Pakistan,bengaldeş, afganistan olacak değil ya.
Bom bok olur.
şu an 1,5 milyarlık müslüman nüfusumuzda bile sayamayacağınız kadar mezhep, o mezheplerin bir o kadar farklı kolları, o kolların da saçma sapan uzantıları var.

ve hiç düşünmeden kendileri hariç diğer mezheplere, kollara inananları kafir, zındık olarak nitelendirebiliyorlar.

şu gün bile yanmaz kefen, sırat garantili terlik satan din tüccarları (şeyh, şıh, hoca efendi, allah dostu vs.) var iken, tüm insanlığın müslüman olduğunu düşünsenize.

yıllarca değişmedi bu tip din tüccarları, sadece şekil değiştirdi. kemal sunal filmlerinden hatırlayacağınız gibi vakti zamanında yağmur yağdıran bilmem ne efendiler vardı eskiden, şu sıralar deve sidiği satanlar var. her dönem farklılar.

o kadar potansiyel için, nasıl bir pazarlama stratejisi geliştirilir. kandırmak için neler neler vaadedilir tahmin bile edemiyorum.

güzel dinimizi bu tip şerefsizlerden arındırsak gerisi kendinden gelir.

tüm dinlerin temelinde hoşgörü, sevgi, saygı, paylaşmak var. ama insanoğlu tüm dinleri o kadar kirletti, kendine göre yonttu ki insanların dinden beklentisi bile kalmadı.
Asrı saadet dönemi yeniden yaşanır. Altın ve para yı yığmak; tekelleştirmek, faiz, milli gelirin zenginlere hibe olarak verilmesi yasaklanır. Herkesin karnı doyar.
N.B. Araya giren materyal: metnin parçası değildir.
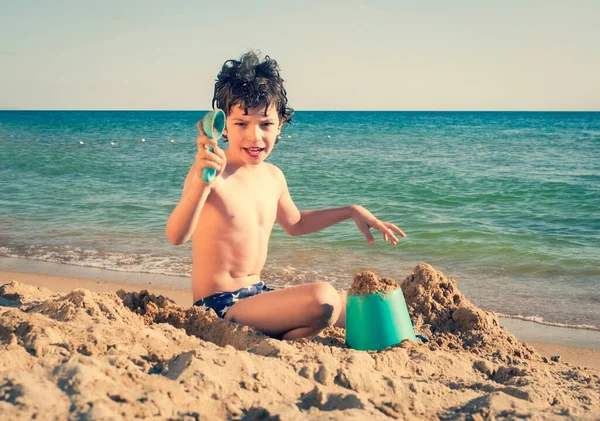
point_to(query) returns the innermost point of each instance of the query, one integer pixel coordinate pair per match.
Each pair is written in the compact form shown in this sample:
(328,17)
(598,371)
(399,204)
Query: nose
(254,133)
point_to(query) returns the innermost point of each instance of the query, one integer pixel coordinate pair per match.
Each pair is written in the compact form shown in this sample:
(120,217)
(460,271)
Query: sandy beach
(75,348)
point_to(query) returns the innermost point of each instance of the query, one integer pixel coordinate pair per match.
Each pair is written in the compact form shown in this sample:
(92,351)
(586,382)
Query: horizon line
(309,110)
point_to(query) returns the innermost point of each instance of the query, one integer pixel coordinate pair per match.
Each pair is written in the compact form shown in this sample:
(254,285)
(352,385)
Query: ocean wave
(102,259)
(540,320)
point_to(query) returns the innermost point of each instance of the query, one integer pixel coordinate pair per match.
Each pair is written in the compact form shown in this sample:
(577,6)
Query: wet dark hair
(249,82)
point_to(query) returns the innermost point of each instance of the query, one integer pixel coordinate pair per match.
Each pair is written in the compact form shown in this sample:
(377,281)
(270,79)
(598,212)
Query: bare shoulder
(275,172)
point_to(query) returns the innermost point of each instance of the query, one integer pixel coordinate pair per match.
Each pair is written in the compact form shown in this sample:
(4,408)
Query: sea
(505,203)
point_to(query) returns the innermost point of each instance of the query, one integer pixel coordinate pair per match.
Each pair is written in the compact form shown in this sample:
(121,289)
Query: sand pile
(443,314)
(108,357)
(370,283)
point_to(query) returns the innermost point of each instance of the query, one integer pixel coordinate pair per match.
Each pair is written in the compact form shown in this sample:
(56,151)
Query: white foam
(540,320)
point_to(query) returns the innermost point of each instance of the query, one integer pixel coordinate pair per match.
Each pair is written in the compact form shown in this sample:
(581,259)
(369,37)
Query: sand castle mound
(443,314)
(106,356)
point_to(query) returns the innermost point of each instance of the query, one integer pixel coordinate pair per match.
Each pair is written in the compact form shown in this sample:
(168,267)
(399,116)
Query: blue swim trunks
(223,301)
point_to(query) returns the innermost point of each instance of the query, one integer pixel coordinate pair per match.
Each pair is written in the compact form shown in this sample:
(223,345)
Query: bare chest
(245,204)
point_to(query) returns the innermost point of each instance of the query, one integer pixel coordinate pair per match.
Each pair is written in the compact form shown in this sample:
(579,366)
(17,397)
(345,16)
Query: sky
(334,55)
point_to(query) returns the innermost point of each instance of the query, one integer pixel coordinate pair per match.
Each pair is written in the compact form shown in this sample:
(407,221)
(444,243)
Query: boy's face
(252,136)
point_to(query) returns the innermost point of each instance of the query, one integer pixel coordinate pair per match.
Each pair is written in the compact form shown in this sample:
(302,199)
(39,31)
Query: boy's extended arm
(295,222)
(183,219)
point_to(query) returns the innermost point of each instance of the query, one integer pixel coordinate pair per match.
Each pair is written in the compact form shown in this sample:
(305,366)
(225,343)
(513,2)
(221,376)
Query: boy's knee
(327,304)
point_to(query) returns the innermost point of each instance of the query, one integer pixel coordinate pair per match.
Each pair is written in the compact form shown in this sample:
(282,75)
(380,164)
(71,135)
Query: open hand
(207,159)
(365,221)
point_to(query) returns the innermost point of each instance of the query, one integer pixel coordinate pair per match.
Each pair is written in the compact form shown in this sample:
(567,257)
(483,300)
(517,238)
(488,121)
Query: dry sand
(108,356)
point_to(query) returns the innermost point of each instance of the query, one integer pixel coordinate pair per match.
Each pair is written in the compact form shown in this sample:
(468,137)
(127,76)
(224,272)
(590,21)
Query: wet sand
(71,347)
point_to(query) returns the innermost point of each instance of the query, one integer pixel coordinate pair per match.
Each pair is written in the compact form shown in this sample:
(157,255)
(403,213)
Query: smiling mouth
(253,151)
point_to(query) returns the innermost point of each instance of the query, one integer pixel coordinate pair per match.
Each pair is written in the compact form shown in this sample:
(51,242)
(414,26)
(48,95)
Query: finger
(387,233)
(205,155)
(209,164)
(204,142)
(200,128)
(365,230)
(395,229)
(391,236)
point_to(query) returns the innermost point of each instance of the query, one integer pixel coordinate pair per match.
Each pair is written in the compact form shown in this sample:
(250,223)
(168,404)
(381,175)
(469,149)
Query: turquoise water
(508,204)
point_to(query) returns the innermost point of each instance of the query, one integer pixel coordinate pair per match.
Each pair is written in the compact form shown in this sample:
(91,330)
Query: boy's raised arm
(184,218)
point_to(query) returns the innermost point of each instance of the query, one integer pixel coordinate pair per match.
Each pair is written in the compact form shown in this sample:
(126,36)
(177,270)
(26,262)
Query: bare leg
(289,313)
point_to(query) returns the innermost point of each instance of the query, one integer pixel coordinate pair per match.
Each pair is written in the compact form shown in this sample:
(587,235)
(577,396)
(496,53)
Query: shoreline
(576,347)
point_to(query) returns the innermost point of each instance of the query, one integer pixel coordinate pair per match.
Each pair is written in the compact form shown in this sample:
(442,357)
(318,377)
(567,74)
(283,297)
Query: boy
(230,218)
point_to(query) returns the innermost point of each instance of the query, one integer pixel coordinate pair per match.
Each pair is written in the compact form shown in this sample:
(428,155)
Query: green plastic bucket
(376,321)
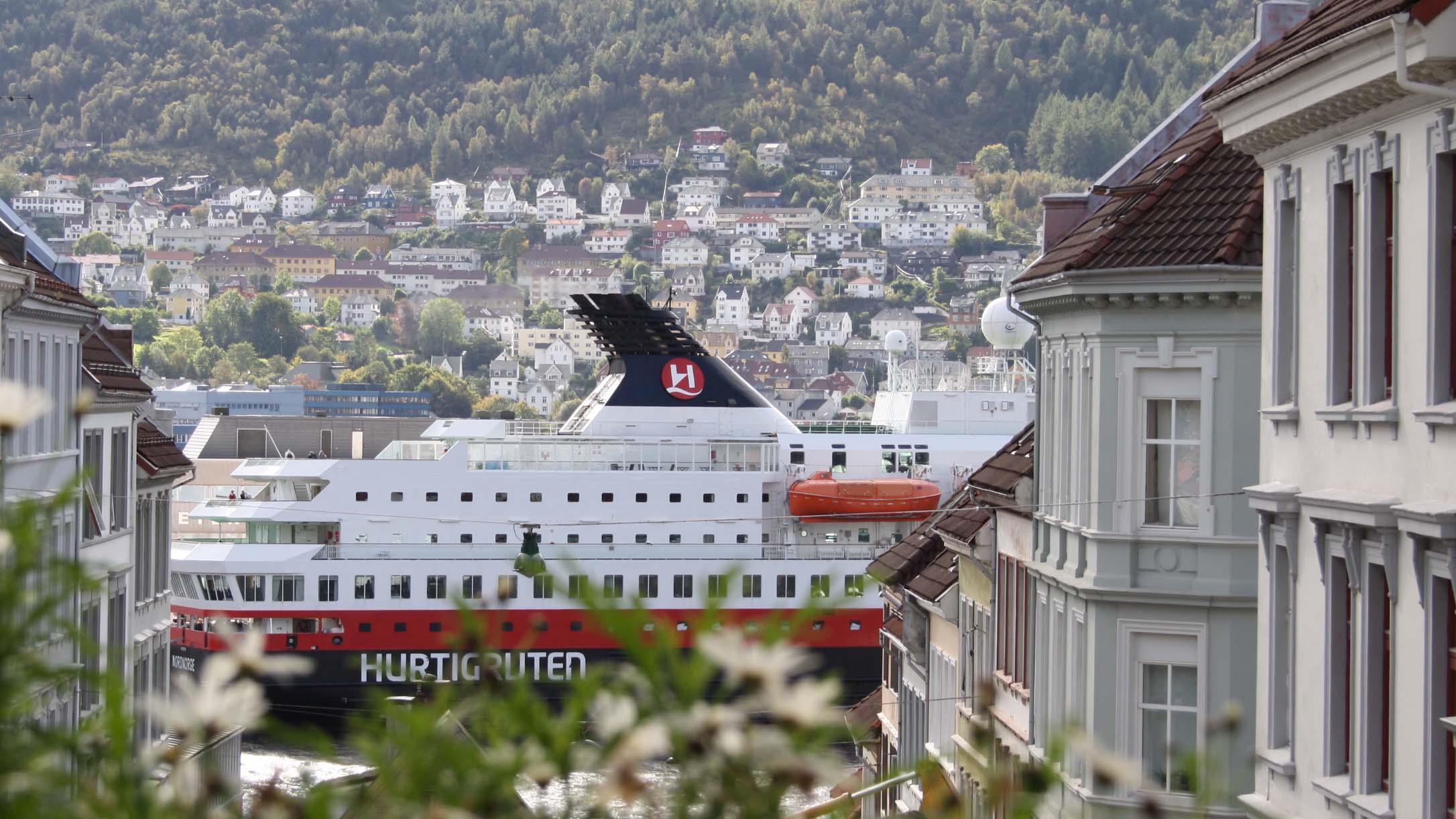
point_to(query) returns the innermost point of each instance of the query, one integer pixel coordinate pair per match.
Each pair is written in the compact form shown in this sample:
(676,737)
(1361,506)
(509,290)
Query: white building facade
(1357,468)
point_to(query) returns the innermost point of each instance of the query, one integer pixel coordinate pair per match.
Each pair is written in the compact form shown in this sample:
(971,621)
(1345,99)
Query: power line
(941,513)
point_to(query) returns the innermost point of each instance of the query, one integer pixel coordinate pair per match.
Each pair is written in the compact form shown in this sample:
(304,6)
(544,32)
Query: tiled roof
(908,558)
(108,370)
(1199,202)
(158,451)
(1327,22)
(936,578)
(865,713)
(1014,462)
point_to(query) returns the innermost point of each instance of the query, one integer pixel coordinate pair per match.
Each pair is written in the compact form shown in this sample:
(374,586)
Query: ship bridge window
(471,586)
(718,586)
(786,585)
(753,585)
(252,588)
(818,585)
(215,586)
(612,586)
(400,586)
(647,585)
(577,586)
(287,588)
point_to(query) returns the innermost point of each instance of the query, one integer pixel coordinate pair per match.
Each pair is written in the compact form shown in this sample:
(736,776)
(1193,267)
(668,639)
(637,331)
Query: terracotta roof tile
(865,713)
(158,451)
(1014,462)
(936,578)
(107,369)
(1327,22)
(1199,202)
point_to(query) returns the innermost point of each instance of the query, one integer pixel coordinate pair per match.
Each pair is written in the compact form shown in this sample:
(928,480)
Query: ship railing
(534,428)
(589,454)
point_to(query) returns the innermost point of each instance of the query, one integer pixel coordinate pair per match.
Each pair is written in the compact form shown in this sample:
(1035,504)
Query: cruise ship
(674,482)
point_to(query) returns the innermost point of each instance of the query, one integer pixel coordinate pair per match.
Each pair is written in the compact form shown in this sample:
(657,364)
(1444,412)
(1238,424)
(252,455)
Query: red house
(667,231)
(709,139)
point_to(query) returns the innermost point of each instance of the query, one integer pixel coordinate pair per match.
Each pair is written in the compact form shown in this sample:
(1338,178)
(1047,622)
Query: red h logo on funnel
(682,379)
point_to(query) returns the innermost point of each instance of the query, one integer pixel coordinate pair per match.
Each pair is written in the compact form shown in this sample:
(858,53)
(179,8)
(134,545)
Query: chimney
(1060,214)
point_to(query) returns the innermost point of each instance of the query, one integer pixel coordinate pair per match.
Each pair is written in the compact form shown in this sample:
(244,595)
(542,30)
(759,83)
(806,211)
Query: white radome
(1004,328)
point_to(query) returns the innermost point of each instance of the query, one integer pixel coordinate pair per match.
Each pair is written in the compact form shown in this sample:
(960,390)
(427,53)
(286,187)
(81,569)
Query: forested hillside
(303,90)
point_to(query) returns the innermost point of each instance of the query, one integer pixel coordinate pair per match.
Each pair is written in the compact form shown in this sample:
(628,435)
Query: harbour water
(267,760)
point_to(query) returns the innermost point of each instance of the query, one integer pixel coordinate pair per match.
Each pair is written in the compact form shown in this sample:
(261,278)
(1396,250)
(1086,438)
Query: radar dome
(1005,328)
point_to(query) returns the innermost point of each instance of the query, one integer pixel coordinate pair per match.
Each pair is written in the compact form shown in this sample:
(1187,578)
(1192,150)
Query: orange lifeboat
(820,498)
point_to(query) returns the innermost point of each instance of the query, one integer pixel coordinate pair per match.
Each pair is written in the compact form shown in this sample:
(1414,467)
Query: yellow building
(185,304)
(302,262)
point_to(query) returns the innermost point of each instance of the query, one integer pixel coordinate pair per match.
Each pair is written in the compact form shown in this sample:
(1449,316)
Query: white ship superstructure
(672,482)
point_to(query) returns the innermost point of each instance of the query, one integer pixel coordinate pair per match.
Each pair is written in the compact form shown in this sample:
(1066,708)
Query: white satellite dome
(1004,326)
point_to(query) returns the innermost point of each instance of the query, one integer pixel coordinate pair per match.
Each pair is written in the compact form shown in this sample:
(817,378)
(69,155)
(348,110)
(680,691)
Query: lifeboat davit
(820,498)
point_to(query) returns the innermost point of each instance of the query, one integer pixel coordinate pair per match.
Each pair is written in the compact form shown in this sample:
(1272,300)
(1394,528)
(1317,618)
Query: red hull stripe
(514,630)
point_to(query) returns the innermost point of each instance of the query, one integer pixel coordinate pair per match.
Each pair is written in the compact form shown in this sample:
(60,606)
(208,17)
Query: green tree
(546,316)
(329,310)
(995,159)
(161,277)
(227,320)
(274,326)
(442,328)
(243,357)
(97,242)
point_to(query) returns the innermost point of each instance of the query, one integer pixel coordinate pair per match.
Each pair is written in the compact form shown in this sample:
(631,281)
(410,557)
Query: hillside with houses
(461,294)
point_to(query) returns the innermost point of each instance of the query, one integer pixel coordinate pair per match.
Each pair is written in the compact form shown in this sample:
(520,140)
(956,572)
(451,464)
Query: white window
(1168,723)
(1172,462)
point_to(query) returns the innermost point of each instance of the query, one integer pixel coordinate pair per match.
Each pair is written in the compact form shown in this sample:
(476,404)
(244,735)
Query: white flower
(245,656)
(21,405)
(641,744)
(612,714)
(198,709)
(715,728)
(807,703)
(764,667)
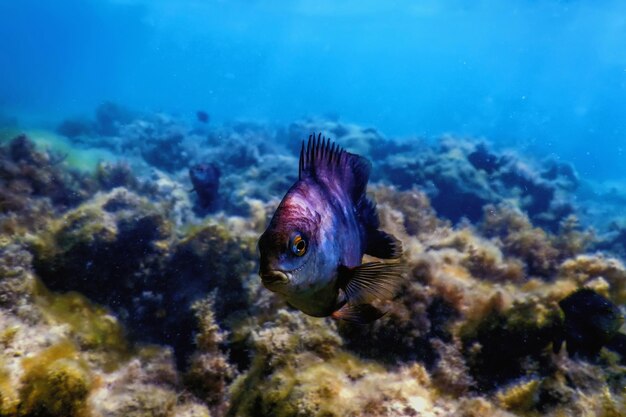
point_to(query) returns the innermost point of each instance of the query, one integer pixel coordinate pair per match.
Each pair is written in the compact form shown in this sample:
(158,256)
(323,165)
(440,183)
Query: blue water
(541,76)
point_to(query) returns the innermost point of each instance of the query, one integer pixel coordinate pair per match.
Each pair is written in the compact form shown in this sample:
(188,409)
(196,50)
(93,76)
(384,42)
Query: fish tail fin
(358,313)
(377,243)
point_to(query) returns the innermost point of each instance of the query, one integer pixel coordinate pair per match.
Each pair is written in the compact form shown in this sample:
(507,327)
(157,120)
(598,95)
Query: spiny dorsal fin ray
(324,161)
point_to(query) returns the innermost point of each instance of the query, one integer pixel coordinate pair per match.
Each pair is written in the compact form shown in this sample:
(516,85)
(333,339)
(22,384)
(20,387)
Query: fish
(202,116)
(312,250)
(205,179)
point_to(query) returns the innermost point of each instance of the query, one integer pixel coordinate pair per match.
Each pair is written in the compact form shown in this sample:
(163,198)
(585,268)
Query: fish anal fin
(358,313)
(370,281)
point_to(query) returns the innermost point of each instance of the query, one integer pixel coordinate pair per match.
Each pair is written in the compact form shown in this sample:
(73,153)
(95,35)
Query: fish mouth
(274,277)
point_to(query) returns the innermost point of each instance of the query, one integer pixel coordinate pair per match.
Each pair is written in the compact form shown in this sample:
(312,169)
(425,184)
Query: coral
(299,368)
(462,177)
(75,127)
(87,248)
(110,117)
(160,142)
(497,345)
(540,251)
(583,269)
(27,174)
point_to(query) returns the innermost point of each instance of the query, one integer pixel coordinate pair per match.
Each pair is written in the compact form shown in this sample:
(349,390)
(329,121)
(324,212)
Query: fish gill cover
(146,145)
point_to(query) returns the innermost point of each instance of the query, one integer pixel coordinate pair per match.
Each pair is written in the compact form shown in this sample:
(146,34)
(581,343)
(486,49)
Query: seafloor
(122,294)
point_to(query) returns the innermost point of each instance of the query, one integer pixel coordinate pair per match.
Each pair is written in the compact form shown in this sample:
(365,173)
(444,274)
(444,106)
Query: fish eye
(298,245)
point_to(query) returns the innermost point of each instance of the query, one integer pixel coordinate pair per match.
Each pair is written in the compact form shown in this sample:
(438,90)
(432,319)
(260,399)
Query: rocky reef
(118,297)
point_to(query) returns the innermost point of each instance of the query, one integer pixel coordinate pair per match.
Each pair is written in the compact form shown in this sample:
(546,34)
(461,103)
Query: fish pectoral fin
(383,245)
(358,313)
(369,281)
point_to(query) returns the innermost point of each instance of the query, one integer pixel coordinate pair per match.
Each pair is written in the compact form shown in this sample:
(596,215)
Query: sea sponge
(584,268)
(209,371)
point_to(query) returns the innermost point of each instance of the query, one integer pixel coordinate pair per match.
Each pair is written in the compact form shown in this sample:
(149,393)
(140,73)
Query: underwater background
(144,146)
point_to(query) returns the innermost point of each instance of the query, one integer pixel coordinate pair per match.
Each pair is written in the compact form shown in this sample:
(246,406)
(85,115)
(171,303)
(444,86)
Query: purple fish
(312,249)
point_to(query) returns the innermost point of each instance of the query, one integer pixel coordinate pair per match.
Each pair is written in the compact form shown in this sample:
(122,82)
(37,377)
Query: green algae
(9,398)
(91,326)
(82,159)
(56,383)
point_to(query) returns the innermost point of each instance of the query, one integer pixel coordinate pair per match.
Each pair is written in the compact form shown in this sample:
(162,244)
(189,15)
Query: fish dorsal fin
(324,161)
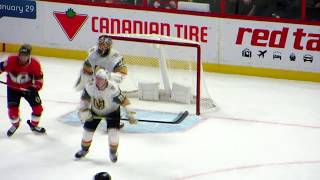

Profesyonellik olarak bilinen aldatmak ve yalan söyleyerek, överek ikna etmek yasaklanır.
islam dini dogmatik bir din olduğu için zihnimizin eleştiri süzgeci tümünden yok olur ve sorgulamayan ve düşünmeyen itaate alışık toplum da çabucak sürü haline gelir sürünün de çobanı olmak isteyen çok adam olur.
hadissiz bir kuran olacaksa ''lekum dinikum veliyedin'' yani ''senin dinin sana benim dinim bana'' olurdu mis gibi yaşardık.
yaw ayni mezhebin , ayni cemaatin iki hocasi basit bir konu hakkinda 40 farkli gorus bildirirken, gorus birligi olmayan bir inanis ustunden hicbirsey yonetilemez.
din tüccarları katliam çıkarır.
- Diyanet işleri: Sana içkiyi ve kumarı sorarlar. De ki: “Onlarda hem büyük günah, hem de insanlar için (bazı zahirî) yararlar vardır. Ama günahları yararlarından büyüktür.” Yine sana Allah yolunda ne harcayacaklarını soruyorlar. De ki: “ihtiyaçtan arta kalanı.” Allah, size âyetleri böyle açıklıyor ki düşünesiniz"

Bakara 219.

ihtiyaçlar da peygamberin yaşam kriterlerine göre belirlendiğinden;
Zenginlerin hiç işine gelmezdi.
cehenneme gitmek için ölmeye gerek kalmazdı zira dünya cehennemin bizzat kendisi olurdu. burada çogzell olurdu, ay keşke olsa valla diyenlere bakmayın. bu tipler öyle bir durumda isyan bayrağını ilk çekecekler olurdu.

şeriat vs tarzı faşizan yönetimleri sevip koruyacak kişiler sadece bu tarz yönetim sistemlerinden bir çıkarı olanlardır(molla hacı hoca tayfası vs). aksi halde azıcık aklı kesen insan zaten böyle bir şeye heves etmez.
Dünya yaşanmaz bir yer olur.

Olayı anlamanız için şeriat ile yönetilen ülkelere bakmanız yeterli.